DiscoveryMarch 20, 2019
Fu-Qi Acupuncture, P.C. v Travelers Ins. Co., 2019 NY Slip Op 50273(U)(App. Term 2d Dept. 2019)
“Defendant’s timely motion to vacate the notice of trial (see Uniform Rules for NY City Civ Ct [22 NYCRR] § 208.17 [c]) should have been granted since it was based upon a certificate of readiness which contained the erroneous statement that discovery was complete or that it had been waived (see Savino v Lewittes, 160 AD2d 176 ; Queens Chiropractic Mgt., P.C. v Country Wide Ins. Co., 23 Misc 3d 142[A], 2009 NY Slip Op 51073[U] [App Term, 2d Dept, 2d, 11th & 13th Jud Dists 2009]). As it is undisputed that plaintiff never appeared for a deposition in this action despite being served with a notice to take deposition upon oral examination, the notice of trial and certificate of readiness should be vacated (see Queens Chiropractic Mgt., P.C., 23 Misc 3d 142[A], 2009 NY Slip Op 51073[U]).”
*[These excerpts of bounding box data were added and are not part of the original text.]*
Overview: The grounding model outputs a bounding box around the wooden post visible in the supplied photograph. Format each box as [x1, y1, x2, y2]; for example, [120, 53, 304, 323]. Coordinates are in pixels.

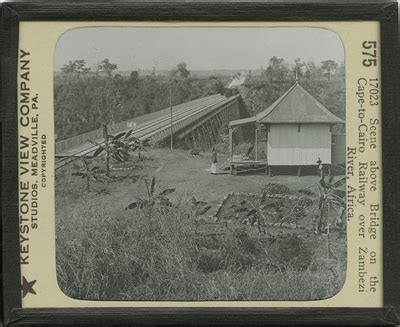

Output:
[169, 81, 174, 150]
[229, 126, 233, 174]
[103, 123, 111, 177]
[326, 224, 331, 259]
[254, 124, 258, 160]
Discovery, especially depositions, is potent because it can really increase the transactional costs of litigating all types of matters. The current fee structure of handling litigation on all sides makes discovery the exception and not the rule. An in house firm gets a flat rate to handle a file. If more cases go the deposition route, then more labor will be spent on motion practice and conducting depositions. An hourly firm would obviously salivate at this type of strategy but no insurance carrier really wants to pay $7,000-$10,000 in litigation expenses on a PIP case. So, from the defense side, this strategy just cannot work.
The Plaintiffs only lose money since they receive a stat attorney and usually some amount of principle and interest regardless of the amount of work put into a file. Assuming full discovery, their margins are hammered. Point is full court discovery cannot make sense in the current environment.